Created attachment 995110 [details] anaconda log Description of problem: We are trying to automate anaconda testing and from time to time (approx. one in ten runs) installation from netinst fails during downloading packages with 500 or 404 HTTP code. Interesting is that it happens on different mirrors and when I check it by hand, given mirror actually contains request package. I was able to reproduce it on both, virtual machine and bare metal. It happens on mirrors here in Brno (vutbr.cz and fi.muni.cz) and in Boston. I am attaching logs from one failed installation, but I can provide other logs from other runs (it happens fairly often). Version-Release number of selected component (if applicable): 22.20.1-1
Created attachment 995111 [details] dnf log
Created attachment 995112 [details] hawkey log
Created attachment 995113 [details] ifcfg
Created attachment 995114 [details] packaging log
Created attachment 995115 [details] program log
Created attachment 995116 [details] sensitive-info log
Created attachment 995117 [details] storage log
Created attachment 995118 [details] syslog
Created attachment 995119 [details] packaging log from different machine (in Boston)
Created attachment 995125 [details] another packaging log
Although it might seem like it's problem with mirrors, it happens so often and on wide range of mirrors so it seems it could be problem with software used for downloading. It didn't happened with F21, maybe yum retried failed downloads and dnf does not?
dnf handles package downloads, it looks like it is moving to the next mirror, but for whatever reason the mirror and metadata are out of sync. Maybe dnf has some thoughts on it.
It is weird that anaconda says that it got 404 when requesting package, but when you try it by hand, that mirror contains that package. I have tried it and immediately after anaconda failed with 404 during downloading package, I ran curl on that link and it worked without problem. Another weird thing is, when you look on this log: https://bugzilla.redhat.com/attachment.cgi?id=995125 anaconda gets FTP 550 when requesting package (I have tried it back then and I was able to download that package) and then immediately it tries the same mirror, only via HTTP and it gets HTTP 404 (although again, I was able to download that package via curl).
Thanks for the report. Can you try that again with dnf-0.6.4 and librepo-1.7.13 setting `timeout` config option [1] to higher number (optionally setting metadata_expire to low value) and share the result, please? [1] http://dnf.readthedocs.org/en/latest/conf_ref.html?highlight=timeout#options-for-both-main-and-repo
Thanks for info, Jan Silhan. Brian, can we manually play with these options inside the anaconda environment, and how? We can create an updates.img if needed, just tell us what to edit (config files in /etc or anaconda source files). Thanks. Btw, another option that caught my attention is "minrate", and I'm not sure why it is '0' by default and whether it has some special meaning. But it could help us also with an issue related to bug 1196629, when downloading metadata in the main hub takes 5-10 minutes (which makes our automated tests fail, and is quite user unfriendly), and trying a different mirror automatically could solve it all.
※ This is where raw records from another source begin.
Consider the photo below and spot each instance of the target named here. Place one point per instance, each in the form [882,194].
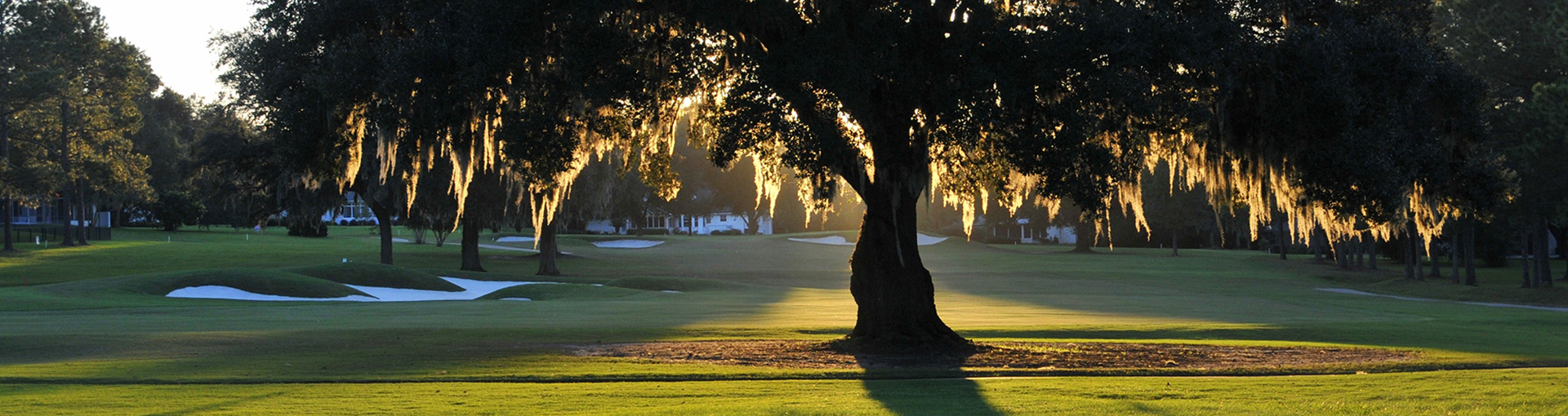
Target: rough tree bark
[1360,246]
[83,216]
[5,204]
[1454,259]
[889,282]
[1525,259]
[1085,235]
[470,246]
[1317,246]
[1413,249]
[1470,254]
[383,211]
[549,250]
[10,233]
[1371,252]
[1280,238]
[1544,255]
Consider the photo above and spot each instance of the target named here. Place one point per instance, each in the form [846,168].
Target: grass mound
[562,293]
[252,281]
[670,283]
[513,277]
[380,276]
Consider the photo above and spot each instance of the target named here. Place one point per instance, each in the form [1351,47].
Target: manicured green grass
[91,337]
[564,293]
[1513,392]
[252,281]
[380,276]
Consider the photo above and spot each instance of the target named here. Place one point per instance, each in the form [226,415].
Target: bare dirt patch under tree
[996,356]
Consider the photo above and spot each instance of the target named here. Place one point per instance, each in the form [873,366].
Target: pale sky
[175,35]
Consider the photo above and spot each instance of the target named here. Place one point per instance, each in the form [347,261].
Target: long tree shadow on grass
[946,396]
[929,396]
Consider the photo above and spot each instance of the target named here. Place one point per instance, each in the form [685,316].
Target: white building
[353,211]
[690,224]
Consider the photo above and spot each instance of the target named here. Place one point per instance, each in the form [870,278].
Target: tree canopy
[1332,113]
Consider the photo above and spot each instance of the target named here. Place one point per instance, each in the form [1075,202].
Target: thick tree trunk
[549,250]
[470,246]
[85,216]
[5,163]
[1413,247]
[1454,259]
[10,216]
[1360,246]
[1085,235]
[1525,259]
[1343,254]
[1411,257]
[1544,255]
[1470,254]
[1317,246]
[69,216]
[1280,238]
[891,285]
[383,211]
[1371,252]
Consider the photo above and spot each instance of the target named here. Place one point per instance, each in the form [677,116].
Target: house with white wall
[679,224]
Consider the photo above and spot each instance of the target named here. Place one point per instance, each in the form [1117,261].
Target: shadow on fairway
[218,405]
[947,396]
[932,396]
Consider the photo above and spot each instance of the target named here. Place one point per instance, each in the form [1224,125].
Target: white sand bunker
[924,240]
[470,290]
[626,245]
[1423,299]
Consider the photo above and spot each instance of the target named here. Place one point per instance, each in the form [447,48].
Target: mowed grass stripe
[1513,392]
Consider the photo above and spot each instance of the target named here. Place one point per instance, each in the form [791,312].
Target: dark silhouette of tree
[1329,113]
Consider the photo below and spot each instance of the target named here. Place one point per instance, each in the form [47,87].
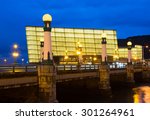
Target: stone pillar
[47,37]
[46,70]
[47,83]
[104,70]
[130,73]
[130,68]
[145,73]
[104,83]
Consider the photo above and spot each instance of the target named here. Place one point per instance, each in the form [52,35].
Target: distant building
[136,54]
[65,41]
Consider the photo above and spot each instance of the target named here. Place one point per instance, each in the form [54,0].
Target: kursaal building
[69,44]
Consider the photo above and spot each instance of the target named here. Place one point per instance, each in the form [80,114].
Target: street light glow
[129,43]
[47,18]
[15,46]
[15,54]
[78,52]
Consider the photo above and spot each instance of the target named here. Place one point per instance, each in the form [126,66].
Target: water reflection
[141,94]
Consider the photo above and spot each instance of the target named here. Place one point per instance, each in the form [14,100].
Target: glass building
[136,53]
[67,41]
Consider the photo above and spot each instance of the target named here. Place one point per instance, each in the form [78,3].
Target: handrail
[67,67]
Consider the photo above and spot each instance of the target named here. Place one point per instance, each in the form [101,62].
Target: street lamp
[129,45]
[66,56]
[15,46]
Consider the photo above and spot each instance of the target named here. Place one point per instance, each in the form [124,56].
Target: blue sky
[128,17]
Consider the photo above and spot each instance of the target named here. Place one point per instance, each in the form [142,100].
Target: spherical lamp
[47,18]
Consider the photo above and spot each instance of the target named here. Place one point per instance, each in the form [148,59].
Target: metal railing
[18,68]
[84,67]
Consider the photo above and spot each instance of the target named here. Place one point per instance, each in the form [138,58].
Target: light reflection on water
[141,94]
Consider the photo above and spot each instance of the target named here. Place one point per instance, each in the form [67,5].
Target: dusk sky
[127,17]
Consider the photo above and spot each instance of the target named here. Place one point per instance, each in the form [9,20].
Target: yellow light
[15,46]
[5,60]
[104,35]
[116,56]
[80,45]
[78,52]
[66,57]
[129,43]
[47,18]
[15,54]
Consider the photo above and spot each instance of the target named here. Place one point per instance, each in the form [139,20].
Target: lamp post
[104,52]
[66,56]
[46,70]
[79,53]
[129,45]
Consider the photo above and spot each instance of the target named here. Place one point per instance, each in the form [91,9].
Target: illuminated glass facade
[136,53]
[66,39]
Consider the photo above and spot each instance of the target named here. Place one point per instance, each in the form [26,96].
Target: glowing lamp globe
[129,43]
[47,18]
[104,35]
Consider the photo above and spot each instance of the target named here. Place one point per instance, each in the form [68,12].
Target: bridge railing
[18,68]
[84,67]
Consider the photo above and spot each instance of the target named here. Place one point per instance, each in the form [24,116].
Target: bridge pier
[145,73]
[104,83]
[47,83]
[130,73]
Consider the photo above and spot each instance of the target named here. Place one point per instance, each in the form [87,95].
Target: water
[81,92]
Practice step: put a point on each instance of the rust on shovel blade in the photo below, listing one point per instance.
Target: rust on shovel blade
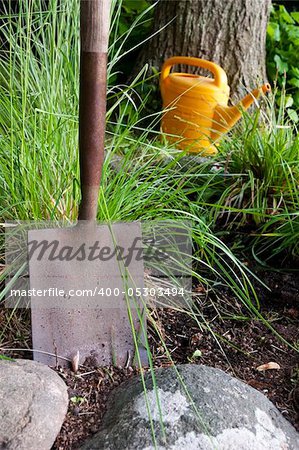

You can adjust those in the _configure method, here: https://github.com/rhinstaller/anaconda/blob/f22-branch/pyanaconda/packaging/dnfpayload.py#L348
You can play around with `minrate` but by default the remaining seconds to timeout is count when 0 bytes are transferred - IMO good enough.
Unfortunately, I am now unable to reproduce this, so I am unable to play with `timeout` and `minrate` options. Even machines that are running our tests hadn't encountered this bug since 24. 2., but they have encountered it several times before that.
Closing this. The new version of librepo improves the mirror selection mechanism so that could be the reason why you can't reproduce it. Either way I am closing this, feel free to reopen once you find the reproducer.